Wo Glauben ist, ist auch Lachen.

Ein alter Witz lautet: „Im Zug saß mir ein Mann mit griesgrämigem Gesicht gegenüber, ich dachte schon er sei Christ, aber dann stellte sich heraus, er hatte sich nur den Magen verdorben.“

Leider gibt es nicht wenige, die Evangelium (frohe Botschaft) übersetzen in akribisches Befolgen von Regeln, oder für die ewiges Leben bedeutet, dass sich die permanente Angst, nicht würdig genug zu sein, sich am Ende doch nicht bewahrheitet hat.

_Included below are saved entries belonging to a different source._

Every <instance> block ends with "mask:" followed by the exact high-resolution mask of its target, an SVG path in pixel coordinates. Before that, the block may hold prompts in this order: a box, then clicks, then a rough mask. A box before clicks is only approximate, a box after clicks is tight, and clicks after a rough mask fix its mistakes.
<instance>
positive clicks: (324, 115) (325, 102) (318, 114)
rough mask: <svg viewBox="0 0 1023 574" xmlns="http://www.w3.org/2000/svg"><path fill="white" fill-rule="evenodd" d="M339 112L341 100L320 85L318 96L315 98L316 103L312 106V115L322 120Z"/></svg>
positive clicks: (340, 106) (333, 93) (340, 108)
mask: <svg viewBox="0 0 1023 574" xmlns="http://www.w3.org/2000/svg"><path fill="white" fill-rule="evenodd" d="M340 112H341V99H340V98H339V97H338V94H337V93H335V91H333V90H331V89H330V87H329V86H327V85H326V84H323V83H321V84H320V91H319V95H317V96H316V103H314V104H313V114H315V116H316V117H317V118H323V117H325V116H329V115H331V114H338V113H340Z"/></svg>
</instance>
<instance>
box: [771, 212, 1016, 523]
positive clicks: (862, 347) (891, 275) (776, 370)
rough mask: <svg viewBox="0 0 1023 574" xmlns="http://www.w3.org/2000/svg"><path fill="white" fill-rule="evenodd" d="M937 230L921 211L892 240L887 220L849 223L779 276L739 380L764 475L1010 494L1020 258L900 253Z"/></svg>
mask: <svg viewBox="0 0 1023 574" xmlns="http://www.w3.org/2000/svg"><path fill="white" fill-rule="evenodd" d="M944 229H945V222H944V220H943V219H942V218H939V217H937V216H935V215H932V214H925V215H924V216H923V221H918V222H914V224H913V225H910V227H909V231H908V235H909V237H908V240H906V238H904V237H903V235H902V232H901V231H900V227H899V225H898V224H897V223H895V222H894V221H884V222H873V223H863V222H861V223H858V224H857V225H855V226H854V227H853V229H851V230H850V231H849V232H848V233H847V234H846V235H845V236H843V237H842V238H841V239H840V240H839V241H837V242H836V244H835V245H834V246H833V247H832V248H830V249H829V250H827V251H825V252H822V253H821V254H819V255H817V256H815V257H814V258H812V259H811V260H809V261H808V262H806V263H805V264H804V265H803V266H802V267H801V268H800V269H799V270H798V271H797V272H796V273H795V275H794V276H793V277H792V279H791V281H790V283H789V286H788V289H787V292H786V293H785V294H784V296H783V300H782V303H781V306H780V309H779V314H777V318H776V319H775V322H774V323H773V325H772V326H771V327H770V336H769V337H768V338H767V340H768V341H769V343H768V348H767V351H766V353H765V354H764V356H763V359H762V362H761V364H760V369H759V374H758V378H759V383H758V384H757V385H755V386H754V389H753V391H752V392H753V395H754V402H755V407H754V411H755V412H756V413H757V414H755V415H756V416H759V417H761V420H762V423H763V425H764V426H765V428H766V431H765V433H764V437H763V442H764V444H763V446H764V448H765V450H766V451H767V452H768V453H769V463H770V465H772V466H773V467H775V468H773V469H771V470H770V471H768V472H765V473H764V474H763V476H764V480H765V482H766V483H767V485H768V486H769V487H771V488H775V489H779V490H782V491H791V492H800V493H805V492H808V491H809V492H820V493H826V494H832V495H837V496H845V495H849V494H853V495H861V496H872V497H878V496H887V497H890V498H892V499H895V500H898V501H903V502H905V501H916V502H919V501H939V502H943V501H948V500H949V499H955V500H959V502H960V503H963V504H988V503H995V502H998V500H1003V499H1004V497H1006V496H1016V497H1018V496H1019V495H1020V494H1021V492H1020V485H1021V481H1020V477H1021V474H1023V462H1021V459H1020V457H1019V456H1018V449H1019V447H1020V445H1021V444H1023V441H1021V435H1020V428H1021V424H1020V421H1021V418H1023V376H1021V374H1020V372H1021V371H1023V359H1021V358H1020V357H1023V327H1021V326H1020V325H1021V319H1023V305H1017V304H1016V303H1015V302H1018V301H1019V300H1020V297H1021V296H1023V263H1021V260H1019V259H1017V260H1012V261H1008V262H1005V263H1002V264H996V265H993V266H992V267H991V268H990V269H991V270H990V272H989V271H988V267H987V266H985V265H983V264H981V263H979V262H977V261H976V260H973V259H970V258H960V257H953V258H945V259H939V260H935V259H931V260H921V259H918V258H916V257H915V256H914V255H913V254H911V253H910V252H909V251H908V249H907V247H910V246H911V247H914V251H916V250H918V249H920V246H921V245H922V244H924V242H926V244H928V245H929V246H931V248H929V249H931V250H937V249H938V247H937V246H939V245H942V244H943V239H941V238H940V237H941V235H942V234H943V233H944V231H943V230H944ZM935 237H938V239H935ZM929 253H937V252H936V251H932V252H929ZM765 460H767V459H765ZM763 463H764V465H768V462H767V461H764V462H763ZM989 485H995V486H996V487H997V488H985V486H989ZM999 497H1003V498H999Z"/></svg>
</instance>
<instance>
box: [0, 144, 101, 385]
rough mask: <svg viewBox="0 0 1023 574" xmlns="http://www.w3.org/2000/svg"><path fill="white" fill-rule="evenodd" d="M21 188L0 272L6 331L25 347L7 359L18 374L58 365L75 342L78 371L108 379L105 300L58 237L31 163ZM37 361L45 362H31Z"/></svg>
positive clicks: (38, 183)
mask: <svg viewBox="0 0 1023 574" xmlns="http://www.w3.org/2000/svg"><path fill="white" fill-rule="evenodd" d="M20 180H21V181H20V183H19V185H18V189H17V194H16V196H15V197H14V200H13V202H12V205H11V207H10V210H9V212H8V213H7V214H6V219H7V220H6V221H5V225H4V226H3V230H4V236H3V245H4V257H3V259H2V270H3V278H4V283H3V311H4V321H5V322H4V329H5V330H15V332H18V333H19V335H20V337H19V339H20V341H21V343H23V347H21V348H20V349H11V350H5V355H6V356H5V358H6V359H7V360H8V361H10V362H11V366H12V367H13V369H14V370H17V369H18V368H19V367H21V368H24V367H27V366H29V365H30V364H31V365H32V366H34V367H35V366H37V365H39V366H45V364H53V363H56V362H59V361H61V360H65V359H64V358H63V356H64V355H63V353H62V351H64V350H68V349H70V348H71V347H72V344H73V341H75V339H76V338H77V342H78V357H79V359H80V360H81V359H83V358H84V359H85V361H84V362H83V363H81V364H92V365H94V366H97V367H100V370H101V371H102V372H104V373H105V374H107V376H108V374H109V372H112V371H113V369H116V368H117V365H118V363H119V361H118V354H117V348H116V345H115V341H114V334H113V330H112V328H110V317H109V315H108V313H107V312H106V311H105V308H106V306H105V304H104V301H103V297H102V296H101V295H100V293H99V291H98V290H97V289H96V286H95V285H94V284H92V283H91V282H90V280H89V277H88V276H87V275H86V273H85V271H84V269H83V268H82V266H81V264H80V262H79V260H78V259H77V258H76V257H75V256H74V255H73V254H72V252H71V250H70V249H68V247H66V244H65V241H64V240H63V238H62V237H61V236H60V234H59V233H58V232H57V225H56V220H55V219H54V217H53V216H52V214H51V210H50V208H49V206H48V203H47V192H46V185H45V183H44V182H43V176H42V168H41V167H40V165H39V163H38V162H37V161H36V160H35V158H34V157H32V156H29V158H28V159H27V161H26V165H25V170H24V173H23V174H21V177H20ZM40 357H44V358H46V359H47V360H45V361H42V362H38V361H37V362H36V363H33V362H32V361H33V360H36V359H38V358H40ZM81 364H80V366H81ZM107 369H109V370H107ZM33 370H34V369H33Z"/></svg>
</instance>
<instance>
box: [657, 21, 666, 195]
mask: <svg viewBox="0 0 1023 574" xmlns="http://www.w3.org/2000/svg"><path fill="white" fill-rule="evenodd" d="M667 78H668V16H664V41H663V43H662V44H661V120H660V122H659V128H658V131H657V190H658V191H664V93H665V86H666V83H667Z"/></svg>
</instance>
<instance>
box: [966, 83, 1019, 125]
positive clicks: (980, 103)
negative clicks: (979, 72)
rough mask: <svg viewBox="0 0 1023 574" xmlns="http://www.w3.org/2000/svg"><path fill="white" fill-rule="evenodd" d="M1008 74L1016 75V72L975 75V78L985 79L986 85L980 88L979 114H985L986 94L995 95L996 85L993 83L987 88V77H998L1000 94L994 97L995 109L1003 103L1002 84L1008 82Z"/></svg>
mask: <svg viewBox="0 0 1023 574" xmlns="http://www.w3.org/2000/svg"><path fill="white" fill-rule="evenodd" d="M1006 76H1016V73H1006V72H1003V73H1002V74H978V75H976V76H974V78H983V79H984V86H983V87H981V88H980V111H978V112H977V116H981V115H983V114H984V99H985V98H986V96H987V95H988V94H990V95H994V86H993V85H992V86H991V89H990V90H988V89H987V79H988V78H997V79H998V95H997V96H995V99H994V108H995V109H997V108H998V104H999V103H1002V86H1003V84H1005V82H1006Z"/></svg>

Martin Luther hat die Freude am Leben der Christen wieder hervorgehoben und selbst demonstrativ vorgelebt. Ganz im Sinne Jesu, der als Sohn Gottes sein erstes Wunder auf einer Hochzeit getan hat. Jesus, der eine so positive Ausstrahlung hatte, dass Menschen und vor allem auch Kinder sich zu ihm hingezogen fühlten. Jesus, der seine Wirksamkeit begann mit einer bis heute bedeutenden Predigt: „Glückselig sind…“

Wir dürfen als Christen  in dieser positiven lebensbejahenden Grundhaltung leben – Gott sei von Herzen Dank dafür.